The 79th Cannes Film Festival centres on prestigious film screenings. That is the official mission. Yet, for the 40,000 accredited attendees — and the thousands more who descend on the French Riviera without a screening pass — the week offers a second, equally rich cultural experience built on fashion and the vibrant lifestyle of the Mediterranean coast. South Korean director Park Chan-wook serves as Jury President, leading a panel that includes Demi Moore and Chloé Zhao to award the Palme d’Or. The festival showcases 22 competition films, high-profile premieres, Cannes Classics and a renewed Immersive Competition. Jury Members include Demi Moore, Ruth Negga, Laura Wandel, Chloé Zhao, Diego Céspedes, Isaach De Bankolé, Paul Laverty, and Stellan Skarsgård.

Alongside the main Competition, the festival awards the Caméra d’Or for best first feature film.

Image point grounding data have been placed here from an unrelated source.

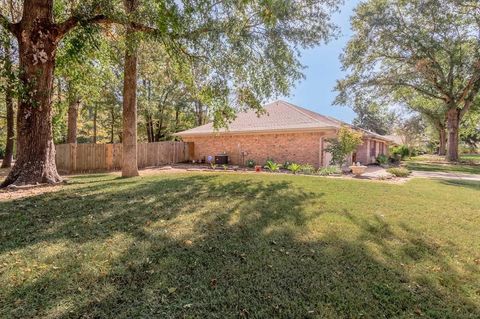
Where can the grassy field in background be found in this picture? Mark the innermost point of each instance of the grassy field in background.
(468, 164)
(201, 245)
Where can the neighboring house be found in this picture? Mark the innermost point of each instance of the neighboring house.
(396, 139)
(285, 133)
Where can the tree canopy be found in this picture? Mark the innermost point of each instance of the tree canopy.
(430, 47)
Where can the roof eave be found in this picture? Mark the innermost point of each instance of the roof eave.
(293, 130)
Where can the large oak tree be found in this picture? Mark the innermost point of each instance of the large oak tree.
(250, 45)
(431, 47)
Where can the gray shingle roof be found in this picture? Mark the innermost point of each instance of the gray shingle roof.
(280, 116)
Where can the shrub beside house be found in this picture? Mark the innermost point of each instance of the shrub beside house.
(286, 132)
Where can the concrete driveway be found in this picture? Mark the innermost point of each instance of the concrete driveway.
(446, 175)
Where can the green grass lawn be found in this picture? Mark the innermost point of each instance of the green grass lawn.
(468, 164)
(205, 245)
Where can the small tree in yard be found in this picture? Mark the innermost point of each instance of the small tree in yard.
(347, 141)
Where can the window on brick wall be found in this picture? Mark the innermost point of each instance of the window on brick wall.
(373, 147)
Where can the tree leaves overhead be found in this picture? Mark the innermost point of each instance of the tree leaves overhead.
(430, 46)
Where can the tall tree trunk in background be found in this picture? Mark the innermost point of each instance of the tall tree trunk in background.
(37, 40)
(95, 125)
(442, 136)
(149, 125)
(200, 113)
(112, 126)
(8, 158)
(177, 119)
(72, 120)
(129, 163)
(453, 123)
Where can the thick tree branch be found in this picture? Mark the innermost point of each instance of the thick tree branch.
(74, 21)
(7, 25)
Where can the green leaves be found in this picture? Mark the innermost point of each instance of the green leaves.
(347, 141)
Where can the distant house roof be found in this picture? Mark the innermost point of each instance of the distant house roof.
(395, 139)
(280, 116)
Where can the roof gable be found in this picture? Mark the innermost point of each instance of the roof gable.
(279, 116)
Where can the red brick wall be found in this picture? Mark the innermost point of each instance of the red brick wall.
(364, 155)
(297, 147)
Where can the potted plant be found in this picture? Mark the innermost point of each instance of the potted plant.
(358, 169)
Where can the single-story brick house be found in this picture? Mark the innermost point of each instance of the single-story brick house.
(285, 133)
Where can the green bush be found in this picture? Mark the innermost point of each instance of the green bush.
(272, 166)
(269, 160)
(329, 170)
(399, 171)
(307, 169)
(382, 159)
(286, 164)
(346, 142)
(294, 168)
(400, 152)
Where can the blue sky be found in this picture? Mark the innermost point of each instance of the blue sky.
(315, 92)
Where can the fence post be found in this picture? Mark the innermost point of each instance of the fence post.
(73, 158)
(109, 156)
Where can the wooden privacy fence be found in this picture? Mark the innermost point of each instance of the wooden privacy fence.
(72, 158)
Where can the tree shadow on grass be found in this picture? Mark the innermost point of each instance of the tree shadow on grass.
(202, 246)
(462, 183)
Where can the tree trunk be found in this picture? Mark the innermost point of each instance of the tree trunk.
(129, 140)
(73, 107)
(149, 125)
(37, 45)
(112, 126)
(453, 123)
(94, 125)
(8, 158)
(442, 136)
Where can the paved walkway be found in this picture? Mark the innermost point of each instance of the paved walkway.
(446, 175)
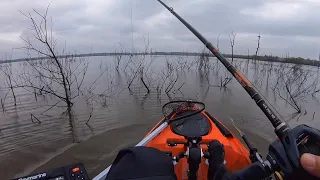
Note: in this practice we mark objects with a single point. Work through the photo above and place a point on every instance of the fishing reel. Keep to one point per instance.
(284, 154)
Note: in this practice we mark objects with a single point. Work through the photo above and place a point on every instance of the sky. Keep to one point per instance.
(83, 26)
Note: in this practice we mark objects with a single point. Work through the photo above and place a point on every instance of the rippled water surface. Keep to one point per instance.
(26, 144)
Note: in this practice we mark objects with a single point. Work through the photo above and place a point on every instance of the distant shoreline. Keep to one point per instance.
(292, 60)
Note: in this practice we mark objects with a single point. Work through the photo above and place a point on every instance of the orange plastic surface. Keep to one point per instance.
(236, 155)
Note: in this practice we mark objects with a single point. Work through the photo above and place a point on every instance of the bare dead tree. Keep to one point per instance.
(294, 86)
(118, 57)
(218, 42)
(10, 82)
(232, 38)
(61, 75)
(258, 47)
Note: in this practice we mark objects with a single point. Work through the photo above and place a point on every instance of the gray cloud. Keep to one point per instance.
(285, 26)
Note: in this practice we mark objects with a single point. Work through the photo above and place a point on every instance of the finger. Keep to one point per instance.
(311, 164)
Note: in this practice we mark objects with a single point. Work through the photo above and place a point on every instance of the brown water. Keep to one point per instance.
(124, 117)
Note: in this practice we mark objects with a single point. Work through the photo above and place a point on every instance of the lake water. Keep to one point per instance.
(25, 144)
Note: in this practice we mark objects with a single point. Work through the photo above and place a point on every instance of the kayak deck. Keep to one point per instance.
(172, 141)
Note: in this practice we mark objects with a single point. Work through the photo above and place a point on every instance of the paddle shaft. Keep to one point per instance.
(280, 127)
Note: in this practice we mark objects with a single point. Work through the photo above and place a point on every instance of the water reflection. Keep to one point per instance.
(107, 103)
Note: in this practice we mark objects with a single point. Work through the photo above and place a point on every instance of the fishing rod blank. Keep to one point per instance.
(280, 126)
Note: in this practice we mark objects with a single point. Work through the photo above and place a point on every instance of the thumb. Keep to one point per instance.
(311, 164)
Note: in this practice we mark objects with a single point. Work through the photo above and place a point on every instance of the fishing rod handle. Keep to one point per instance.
(285, 154)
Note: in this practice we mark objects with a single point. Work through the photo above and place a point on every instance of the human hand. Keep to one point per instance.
(311, 163)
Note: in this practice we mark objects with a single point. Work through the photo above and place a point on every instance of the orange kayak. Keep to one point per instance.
(187, 126)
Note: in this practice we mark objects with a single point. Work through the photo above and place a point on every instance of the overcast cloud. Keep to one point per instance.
(286, 26)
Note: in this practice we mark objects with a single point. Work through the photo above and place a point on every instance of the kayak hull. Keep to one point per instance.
(236, 155)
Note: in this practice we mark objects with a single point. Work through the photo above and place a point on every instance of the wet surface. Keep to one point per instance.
(123, 118)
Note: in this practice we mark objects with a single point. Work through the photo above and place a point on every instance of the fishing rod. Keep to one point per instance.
(280, 127)
(254, 155)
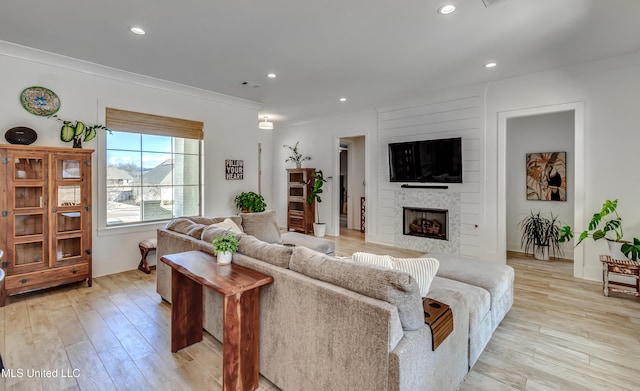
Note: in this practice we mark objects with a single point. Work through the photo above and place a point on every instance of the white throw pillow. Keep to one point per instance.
(373, 259)
(229, 225)
(423, 270)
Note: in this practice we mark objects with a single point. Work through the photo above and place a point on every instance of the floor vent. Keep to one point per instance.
(488, 3)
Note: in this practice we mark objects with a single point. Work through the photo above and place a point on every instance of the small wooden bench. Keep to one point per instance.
(620, 267)
(145, 246)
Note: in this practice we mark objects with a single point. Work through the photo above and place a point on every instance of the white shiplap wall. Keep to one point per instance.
(460, 116)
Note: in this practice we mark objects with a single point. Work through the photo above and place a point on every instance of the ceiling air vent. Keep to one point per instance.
(487, 3)
(251, 84)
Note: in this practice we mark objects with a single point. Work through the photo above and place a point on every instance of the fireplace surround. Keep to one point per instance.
(426, 222)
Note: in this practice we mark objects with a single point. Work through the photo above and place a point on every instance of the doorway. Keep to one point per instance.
(351, 184)
(577, 109)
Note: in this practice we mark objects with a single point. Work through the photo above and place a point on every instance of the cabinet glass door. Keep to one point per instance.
(27, 245)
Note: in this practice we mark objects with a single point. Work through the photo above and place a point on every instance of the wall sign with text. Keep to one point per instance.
(234, 169)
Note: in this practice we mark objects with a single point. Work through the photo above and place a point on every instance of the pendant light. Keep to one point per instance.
(266, 125)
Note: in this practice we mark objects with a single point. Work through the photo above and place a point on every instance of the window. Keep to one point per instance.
(153, 168)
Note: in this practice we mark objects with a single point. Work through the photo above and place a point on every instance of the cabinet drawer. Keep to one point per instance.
(22, 281)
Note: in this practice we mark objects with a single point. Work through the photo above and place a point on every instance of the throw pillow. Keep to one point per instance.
(423, 270)
(229, 225)
(374, 259)
(262, 225)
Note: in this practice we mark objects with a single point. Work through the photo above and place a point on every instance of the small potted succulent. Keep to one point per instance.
(250, 202)
(78, 131)
(295, 156)
(224, 246)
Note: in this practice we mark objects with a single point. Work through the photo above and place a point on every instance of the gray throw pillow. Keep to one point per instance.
(262, 226)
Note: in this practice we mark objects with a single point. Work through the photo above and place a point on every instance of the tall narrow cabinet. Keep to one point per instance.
(46, 217)
(300, 214)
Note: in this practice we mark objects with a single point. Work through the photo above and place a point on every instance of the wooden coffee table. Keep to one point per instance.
(240, 287)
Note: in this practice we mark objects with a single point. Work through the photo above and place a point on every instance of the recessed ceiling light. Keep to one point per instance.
(446, 9)
(137, 30)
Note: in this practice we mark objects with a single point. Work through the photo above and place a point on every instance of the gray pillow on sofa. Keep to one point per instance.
(262, 225)
(187, 226)
(395, 287)
(273, 253)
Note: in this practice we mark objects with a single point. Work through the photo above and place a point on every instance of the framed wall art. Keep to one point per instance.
(547, 176)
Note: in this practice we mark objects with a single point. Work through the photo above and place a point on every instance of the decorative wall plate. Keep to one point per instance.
(40, 101)
(21, 135)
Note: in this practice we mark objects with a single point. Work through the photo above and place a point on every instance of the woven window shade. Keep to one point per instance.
(129, 121)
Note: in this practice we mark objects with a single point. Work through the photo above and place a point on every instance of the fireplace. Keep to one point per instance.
(426, 223)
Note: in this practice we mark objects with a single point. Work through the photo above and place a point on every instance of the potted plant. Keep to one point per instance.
(77, 131)
(295, 156)
(540, 235)
(250, 202)
(224, 246)
(606, 224)
(319, 229)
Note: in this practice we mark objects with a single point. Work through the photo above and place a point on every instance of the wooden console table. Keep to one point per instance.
(240, 287)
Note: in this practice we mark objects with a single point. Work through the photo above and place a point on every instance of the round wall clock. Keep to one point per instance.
(40, 101)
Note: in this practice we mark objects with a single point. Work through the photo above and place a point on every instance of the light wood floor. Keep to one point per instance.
(562, 334)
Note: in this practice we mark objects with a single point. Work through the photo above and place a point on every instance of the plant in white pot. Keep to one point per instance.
(540, 235)
(606, 224)
(224, 245)
(295, 156)
(319, 229)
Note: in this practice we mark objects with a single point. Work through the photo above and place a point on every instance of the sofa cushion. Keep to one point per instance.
(396, 288)
(496, 278)
(213, 220)
(211, 232)
(228, 224)
(422, 269)
(321, 245)
(187, 226)
(273, 253)
(373, 259)
(262, 225)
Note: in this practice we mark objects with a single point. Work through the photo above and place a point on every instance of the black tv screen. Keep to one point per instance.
(436, 161)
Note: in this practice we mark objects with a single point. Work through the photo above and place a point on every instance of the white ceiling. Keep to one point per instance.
(375, 52)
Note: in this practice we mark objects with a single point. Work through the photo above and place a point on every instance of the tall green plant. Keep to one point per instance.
(539, 232)
(605, 224)
(316, 190)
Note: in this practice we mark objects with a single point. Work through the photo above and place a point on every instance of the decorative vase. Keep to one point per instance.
(615, 250)
(319, 229)
(224, 257)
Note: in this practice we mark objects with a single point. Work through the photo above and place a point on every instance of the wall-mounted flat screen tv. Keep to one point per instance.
(426, 161)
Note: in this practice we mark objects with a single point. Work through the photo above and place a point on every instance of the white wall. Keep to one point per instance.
(456, 113)
(552, 132)
(85, 89)
(610, 91)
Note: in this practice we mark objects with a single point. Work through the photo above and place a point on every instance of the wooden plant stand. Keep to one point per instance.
(620, 267)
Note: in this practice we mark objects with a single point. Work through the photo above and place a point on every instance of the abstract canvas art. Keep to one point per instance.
(547, 176)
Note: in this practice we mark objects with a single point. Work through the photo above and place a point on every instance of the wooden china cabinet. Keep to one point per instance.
(300, 214)
(46, 217)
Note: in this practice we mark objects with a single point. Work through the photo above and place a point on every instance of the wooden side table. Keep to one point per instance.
(240, 287)
(621, 267)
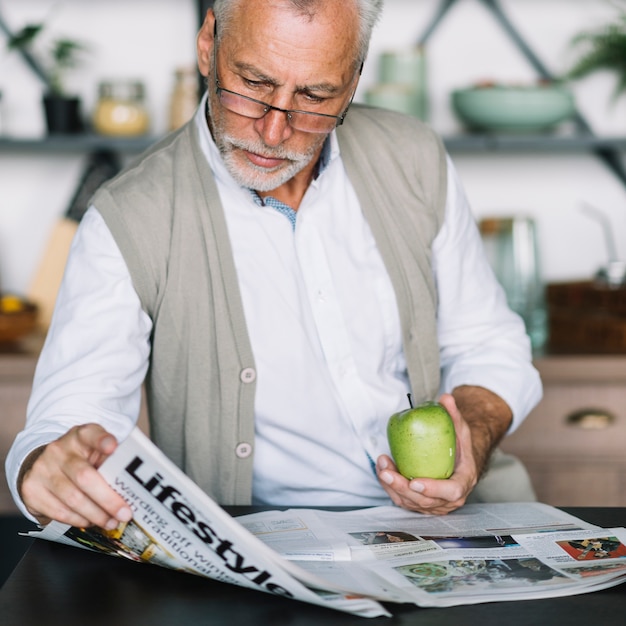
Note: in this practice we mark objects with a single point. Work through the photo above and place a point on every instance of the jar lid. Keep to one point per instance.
(121, 89)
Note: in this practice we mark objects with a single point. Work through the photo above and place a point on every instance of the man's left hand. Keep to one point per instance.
(484, 421)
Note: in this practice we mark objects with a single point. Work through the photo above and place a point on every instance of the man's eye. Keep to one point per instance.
(309, 97)
(252, 84)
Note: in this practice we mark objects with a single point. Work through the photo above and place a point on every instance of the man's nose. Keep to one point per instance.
(274, 127)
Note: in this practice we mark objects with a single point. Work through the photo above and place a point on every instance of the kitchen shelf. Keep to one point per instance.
(549, 143)
(608, 150)
(87, 142)
(470, 142)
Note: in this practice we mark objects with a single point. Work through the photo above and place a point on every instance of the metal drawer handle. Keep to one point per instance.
(590, 419)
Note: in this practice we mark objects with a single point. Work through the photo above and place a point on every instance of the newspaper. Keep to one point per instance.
(351, 561)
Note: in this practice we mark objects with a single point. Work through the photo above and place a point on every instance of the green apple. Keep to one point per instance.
(422, 440)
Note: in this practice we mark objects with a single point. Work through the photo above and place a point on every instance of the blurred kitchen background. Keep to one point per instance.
(550, 199)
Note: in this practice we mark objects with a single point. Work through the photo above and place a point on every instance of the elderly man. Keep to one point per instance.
(280, 272)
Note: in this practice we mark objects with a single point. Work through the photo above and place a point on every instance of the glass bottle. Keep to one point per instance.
(121, 110)
(184, 98)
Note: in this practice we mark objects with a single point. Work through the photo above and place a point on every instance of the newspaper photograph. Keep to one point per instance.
(351, 561)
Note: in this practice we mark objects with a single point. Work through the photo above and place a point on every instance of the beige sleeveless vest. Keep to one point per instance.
(167, 219)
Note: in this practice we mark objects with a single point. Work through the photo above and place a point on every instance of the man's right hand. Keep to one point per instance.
(60, 481)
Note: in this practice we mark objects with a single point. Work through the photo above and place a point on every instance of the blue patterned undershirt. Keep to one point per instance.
(285, 209)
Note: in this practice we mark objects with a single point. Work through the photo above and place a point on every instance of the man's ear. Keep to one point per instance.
(204, 43)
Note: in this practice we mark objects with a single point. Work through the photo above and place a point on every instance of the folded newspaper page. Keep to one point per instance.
(351, 561)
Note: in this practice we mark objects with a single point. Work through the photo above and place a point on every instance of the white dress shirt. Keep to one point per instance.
(324, 329)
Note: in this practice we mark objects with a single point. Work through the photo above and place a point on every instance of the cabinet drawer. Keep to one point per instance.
(573, 442)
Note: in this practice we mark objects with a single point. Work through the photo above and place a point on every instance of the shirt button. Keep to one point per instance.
(248, 375)
(243, 450)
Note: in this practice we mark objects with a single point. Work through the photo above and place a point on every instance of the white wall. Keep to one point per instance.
(136, 38)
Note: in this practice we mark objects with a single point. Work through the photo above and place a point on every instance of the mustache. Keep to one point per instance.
(278, 152)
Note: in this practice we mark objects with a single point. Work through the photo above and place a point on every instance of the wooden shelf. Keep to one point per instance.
(87, 142)
(549, 143)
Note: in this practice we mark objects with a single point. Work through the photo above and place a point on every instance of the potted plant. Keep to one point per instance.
(62, 109)
(603, 49)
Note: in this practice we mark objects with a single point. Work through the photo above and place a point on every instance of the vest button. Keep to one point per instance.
(243, 450)
(248, 375)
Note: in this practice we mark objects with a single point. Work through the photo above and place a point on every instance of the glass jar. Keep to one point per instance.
(121, 110)
(184, 98)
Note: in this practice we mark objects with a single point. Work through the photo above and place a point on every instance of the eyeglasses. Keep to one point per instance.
(305, 121)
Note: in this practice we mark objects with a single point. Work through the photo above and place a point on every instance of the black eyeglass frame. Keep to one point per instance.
(339, 119)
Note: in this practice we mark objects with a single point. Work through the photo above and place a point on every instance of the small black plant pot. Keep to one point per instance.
(63, 115)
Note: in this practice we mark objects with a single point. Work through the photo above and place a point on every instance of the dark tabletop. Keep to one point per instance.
(60, 584)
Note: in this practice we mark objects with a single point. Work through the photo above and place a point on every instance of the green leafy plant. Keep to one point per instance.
(603, 49)
(63, 54)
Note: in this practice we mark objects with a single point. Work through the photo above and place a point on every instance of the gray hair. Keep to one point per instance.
(369, 13)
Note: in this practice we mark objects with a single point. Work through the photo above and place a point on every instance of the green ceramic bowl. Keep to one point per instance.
(513, 108)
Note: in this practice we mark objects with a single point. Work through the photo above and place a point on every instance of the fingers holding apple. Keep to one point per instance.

Quebec actress, director and screenwriter Monia Chokri presides over the five-member jury. The winner will be announced at the closing ceremony on May 23. Previous winners include The White Ribbon (2009) and The Florida Project (2017) — films that launched directors into international careers.
Cinema remains the stated purpose. Yet the cultural footprint of Cannes extends far beyond the Palais. It lives in the red-carpet protocol, the superyacht harbours and the daily rhythms of the Riviera itself — all of which operate as a second, unprogrammed festival running parallel to the first.
The Films That Matter

This year’s competition is anchored by James Gray’s Paper Tiger, a New York-set crime drama starring Adam Driver, Miles Teller and Scarlett Johansson. The film marks Gray’s sixth entry in competition at Cannes. Other titles to watch include Victorian Psycho, a gothic horror-thriller starring Maika Monroe and Jason Isaacs, will screen in Un Certain Regard. A Girl’s Story marks the feature directing debut of Judith Godrèche. Ulysse, a family drama from Laetitia Masson, will close the same section.
The festival will award two honorary Palmes d’Or. Peter Jackson receives his on opening night, 12 May. Barbra Streisand receives hers at the closing ceremony on 23 May. Jackson, the New Zealand director of The Lord of the Rings trilogy, has never competed at Cannes. The honour recognises his 1988 debut Bad Taste, which secured distribution at the Cannes Marché du Film, and his 2001 presentation of Fellowship of the Ring footage at the festival — a screening that helped convert sceptics into a global audience of billions.

Streisand, one of only 22 EGOT winners, receives the honour for her six-decade career as a singer, actor, writer, producer and director. The festival notes her 1983 film Yentl, which made her the first woman to write, direct, produce and star in a major Hollywood studio film, and cites the “uncompromising pursuit of her freedom” as the reason for the award. For the casual observer, these names may not register. But the pattern matters. Cannes remains the premier global marketplace for art-house and prestige cinema. A Palme d’Or win transforms a director’s career. A strong premiere can sell out a film’s entire international distribution in a single week. The exclusive screenings are the engine.